Selim Mouzannar réalise son rêve de pierre

« Tes yeux sont mon Pérou, ma Golconde, mes Indes », écrivait Aragon à Elsa. Selim Mouzannar ressuscite les diamants de la mythique mine indienne à travers une taille brevetée à son nom.

Selim Mouzannar réalise son rêve de pierre

Selim Mouzannar, plusieurs fois lauréat du Salon Couture, figure parmi les trois nominés de la catégorie Jewelry Design des GEM Awards 2025. Photo DR

Sans lâcher la barre de son navire beyrouthin, Selim Mouzannar s’affiche comme un joaillier incontournable sur la scène internationale, entre son expertise du platine, une taille de diamants innovante à son nom et un nouveau statut de juré au prestigieux Salon Couture de Las Vegas, dédié à la création de haute joaillerie. À la veille de lancer une nouvelle collection « bridal », une ligne dédiée à la mariée, à la fois précieuse et discrète, le joaillier libanais, par ailleurs activiste engagé pour la non-violence, affiche un optimisme dynamique et aligne plusieurs projets d’avance.

« Froideur du diamant »

Dans le bureau niché en mezzanine de son atelier, à Achrafieh, défilent les collaborateurs chargés de dossiers ou de pièces en cours de confection. L’espace blanc, où règne un silence qu’on imagine d’or, grouille d’une activité feutrée tandis que des bombardements, à une encablure de là, font imperceptiblement trembler sa plateforme métallique. Selim Mouzannar révèle non sans fierté le brevet GIA qui officialise sa paternité d’une taille de diamant inédite. « J’ai toujours eu du mal avec le diamant », explique ce passionné de pierres de couleurs dont il est une référence mondiale. « Non seulement le diamant est une pierre perçue comme froide, mais on s’acharne à créer des tailles qui en augmentent la luminosité, ce qui le rend encore plus glacial et effronté, du moins à mes yeux », ajoute-t-il.
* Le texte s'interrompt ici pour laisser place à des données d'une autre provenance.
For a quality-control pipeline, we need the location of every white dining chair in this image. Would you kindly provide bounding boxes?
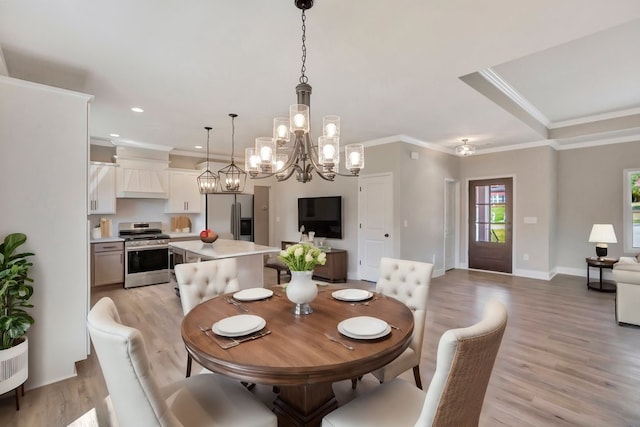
[174,258,240,377]
[322,300,507,427]
[352,257,433,389]
[87,297,277,427]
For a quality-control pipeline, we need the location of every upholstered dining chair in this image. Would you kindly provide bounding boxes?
[175,258,240,377]
[322,300,507,427]
[87,297,277,427]
[352,258,433,389]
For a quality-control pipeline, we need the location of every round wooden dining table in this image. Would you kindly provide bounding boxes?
[182,286,413,426]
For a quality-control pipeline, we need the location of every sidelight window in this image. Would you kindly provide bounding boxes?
[623,169,640,253]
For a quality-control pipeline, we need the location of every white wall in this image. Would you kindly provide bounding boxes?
[0,76,92,388]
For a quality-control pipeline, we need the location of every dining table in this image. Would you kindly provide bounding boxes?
[181,285,414,426]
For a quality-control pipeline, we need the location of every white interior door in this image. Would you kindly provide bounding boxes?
[358,174,394,282]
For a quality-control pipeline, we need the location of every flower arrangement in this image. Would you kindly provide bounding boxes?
[278,243,327,271]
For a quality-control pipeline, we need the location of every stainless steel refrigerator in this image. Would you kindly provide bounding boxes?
[207,194,253,241]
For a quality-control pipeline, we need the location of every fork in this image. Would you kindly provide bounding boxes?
[324,332,355,350]
[225,298,249,313]
[350,297,378,307]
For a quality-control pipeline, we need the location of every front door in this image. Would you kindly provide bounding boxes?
[469,178,513,273]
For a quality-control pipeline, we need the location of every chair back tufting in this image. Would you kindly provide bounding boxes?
[175,258,240,314]
[376,257,433,360]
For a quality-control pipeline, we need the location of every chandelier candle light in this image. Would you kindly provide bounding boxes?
[245,0,364,183]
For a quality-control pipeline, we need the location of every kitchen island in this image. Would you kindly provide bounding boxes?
[169,239,280,289]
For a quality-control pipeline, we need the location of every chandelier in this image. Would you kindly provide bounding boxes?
[456,139,476,156]
[218,113,247,193]
[245,0,364,183]
[198,126,218,194]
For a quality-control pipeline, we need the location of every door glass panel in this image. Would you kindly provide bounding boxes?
[475,184,507,243]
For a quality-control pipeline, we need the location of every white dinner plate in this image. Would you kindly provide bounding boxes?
[233,288,273,301]
[331,289,373,301]
[211,314,267,337]
[338,316,391,340]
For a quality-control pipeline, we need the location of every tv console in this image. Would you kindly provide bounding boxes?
[282,241,347,283]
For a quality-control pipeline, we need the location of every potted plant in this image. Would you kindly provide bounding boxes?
[0,233,34,402]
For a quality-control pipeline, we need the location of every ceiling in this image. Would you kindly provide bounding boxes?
[0,0,640,160]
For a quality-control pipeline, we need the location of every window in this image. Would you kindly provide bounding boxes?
[622,169,640,253]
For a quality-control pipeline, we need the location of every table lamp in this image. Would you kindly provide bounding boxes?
[589,224,618,258]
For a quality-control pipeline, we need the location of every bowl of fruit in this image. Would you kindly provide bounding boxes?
[200,228,218,243]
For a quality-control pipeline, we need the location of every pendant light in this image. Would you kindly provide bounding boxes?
[198,126,218,194]
[218,113,247,194]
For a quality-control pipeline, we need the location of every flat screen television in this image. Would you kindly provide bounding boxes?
[298,196,342,239]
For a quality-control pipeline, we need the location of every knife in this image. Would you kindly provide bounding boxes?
[220,331,271,350]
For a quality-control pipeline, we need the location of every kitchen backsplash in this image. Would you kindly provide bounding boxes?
[89,199,204,237]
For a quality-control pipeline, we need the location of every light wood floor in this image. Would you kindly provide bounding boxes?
[0,269,640,427]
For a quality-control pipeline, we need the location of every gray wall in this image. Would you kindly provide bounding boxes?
[557,141,640,275]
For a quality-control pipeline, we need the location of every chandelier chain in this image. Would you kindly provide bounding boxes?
[299,9,309,83]
[231,116,236,163]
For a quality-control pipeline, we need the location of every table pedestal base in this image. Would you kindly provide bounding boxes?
[273,383,338,427]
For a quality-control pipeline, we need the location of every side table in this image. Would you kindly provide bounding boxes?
[586,257,618,292]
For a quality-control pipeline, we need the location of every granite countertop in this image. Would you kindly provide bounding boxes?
[169,239,280,259]
[165,231,200,239]
[90,237,124,243]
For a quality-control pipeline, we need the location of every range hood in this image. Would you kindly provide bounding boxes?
[115,146,169,199]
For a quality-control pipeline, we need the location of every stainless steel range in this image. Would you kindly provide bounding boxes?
[118,222,171,288]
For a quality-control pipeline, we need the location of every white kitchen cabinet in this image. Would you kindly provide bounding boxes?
[89,163,116,214]
[165,169,202,214]
[91,242,124,286]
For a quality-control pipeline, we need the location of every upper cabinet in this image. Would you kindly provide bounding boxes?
[89,163,116,214]
[116,159,168,199]
[165,169,202,214]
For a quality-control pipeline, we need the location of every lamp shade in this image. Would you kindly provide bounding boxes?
[589,224,618,243]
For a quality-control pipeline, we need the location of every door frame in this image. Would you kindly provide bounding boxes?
[442,178,460,274]
[357,172,398,280]
[460,174,518,275]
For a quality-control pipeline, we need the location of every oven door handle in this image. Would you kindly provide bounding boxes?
[124,245,169,252]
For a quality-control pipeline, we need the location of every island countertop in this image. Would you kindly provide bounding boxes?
[169,239,280,259]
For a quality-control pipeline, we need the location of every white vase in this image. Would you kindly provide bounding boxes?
[286,271,318,316]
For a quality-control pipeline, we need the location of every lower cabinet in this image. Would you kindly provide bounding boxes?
[91,242,124,286]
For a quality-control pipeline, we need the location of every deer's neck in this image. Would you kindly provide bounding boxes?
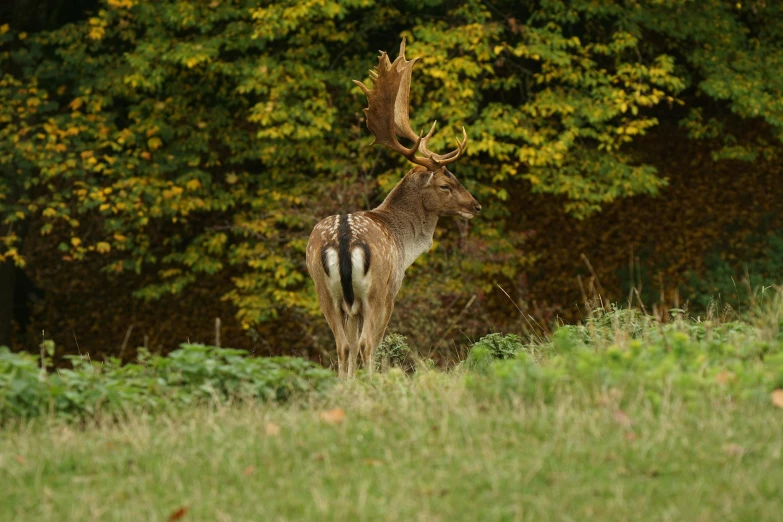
[373,176,438,269]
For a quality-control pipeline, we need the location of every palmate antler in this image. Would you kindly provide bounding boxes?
[354,38,468,172]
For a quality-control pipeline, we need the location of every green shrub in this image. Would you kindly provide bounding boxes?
[465,311,783,404]
[374,334,411,370]
[0,344,335,420]
[471,333,523,360]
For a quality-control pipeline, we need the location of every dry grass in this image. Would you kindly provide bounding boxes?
[0,372,783,522]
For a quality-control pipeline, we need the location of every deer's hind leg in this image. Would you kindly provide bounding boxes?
[344,314,361,379]
[318,295,350,379]
[359,297,394,375]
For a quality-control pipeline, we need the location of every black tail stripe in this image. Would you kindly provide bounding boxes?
[321,246,331,277]
[359,243,370,275]
[337,214,353,306]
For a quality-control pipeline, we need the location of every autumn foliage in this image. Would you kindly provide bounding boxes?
[0,0,783,356]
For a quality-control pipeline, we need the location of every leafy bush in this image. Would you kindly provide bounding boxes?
[374,334,411,370]
[472,333,522,359]
[466,304,783,404]
[0,344,334,420]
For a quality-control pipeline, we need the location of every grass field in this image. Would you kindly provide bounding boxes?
[0,298,783,522]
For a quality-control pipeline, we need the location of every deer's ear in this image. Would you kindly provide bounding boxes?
[419,171,435,187]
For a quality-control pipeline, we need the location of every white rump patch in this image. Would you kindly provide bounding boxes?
[351,247,372,313]
[326,248,343,301]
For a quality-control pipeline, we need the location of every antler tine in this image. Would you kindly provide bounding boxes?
[354,38,468,171]
[425,127,468,166]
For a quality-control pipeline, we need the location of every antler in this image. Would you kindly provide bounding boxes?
[353,38,468,171]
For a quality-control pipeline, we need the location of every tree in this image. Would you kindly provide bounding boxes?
[0,0,783,350]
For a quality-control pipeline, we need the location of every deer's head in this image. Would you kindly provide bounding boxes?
[354,39,481,219]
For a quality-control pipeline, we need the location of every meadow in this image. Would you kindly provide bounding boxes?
[0,290,783,521]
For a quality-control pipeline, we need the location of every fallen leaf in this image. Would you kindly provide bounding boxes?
[318,408,348,424]
[612,410,633,428]
[264,422,280,437]
[772,388,783,408]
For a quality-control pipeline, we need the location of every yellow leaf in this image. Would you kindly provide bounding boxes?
[147,136,163,150]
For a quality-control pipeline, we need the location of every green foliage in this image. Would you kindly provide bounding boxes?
[0,0,783,342]
[470,333,523,360]
[685,230,783,312]
[0,344,334,419]
[374,334,411,370]
[467,298,783,404]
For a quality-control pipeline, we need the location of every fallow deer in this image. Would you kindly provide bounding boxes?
[307,39,481,377]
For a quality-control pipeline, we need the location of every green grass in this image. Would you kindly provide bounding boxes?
[0,372,783,521]
[0,297,783,522]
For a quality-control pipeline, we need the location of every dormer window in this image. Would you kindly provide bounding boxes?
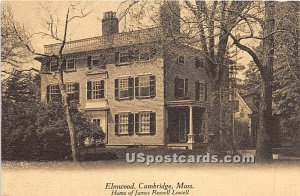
[66,59,76,71]
[50,62,58,72]
[177,56,185,65]
[195,57,204,68]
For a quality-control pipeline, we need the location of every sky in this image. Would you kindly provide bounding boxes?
[6,0,251,79]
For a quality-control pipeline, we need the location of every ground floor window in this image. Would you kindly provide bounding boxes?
[47,84,61,102]
[115,113,134,135]
[135,112,156,135]
[66,83,79,103]
[92,118,101,127]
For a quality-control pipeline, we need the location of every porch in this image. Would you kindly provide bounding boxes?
[166,100,207,149]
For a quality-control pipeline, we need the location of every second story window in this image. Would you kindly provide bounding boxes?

Collier Bridal "Selim Mouzannar cut". Photo DR

La tradition flamande

Son rapport mitigé avec cette pierre reine le pousse à tenter de nouvelles tailles permettant de lui donner un éclat plus tendre, plus chaleureux. Lui qui, dans sa quête du feu doux des pierres, a remis à la mode la taille flamande, est constamment cité dans les grands retours des tendances, y compris celle du bijou victorien dont peu savent qu’il fut éminemment flamand. Ce que cela signifie ? Un petit rappel historique nous plonge dans les Pays-Bas méridionaux du XVIe siècle. L’essor commercial et la richesse que connaît alors la région augmentent la demande sur le diamant, lequel est encore entièrement taillé à la main avec des moyens rudimentaires. Les pierres sont alors taillées sans culasse, de manière à réaliser plusieurs pièces à partir d’une même gemme. Le diamant flamand est donc une pierre plate à l’éclat tamisé, entourée d’un métal noirci pour renforcer sa lumière, et dont le marché prospère tant dans l’Empire ottoman (où il est appelé falamanki »), que dans l’Empire britannique.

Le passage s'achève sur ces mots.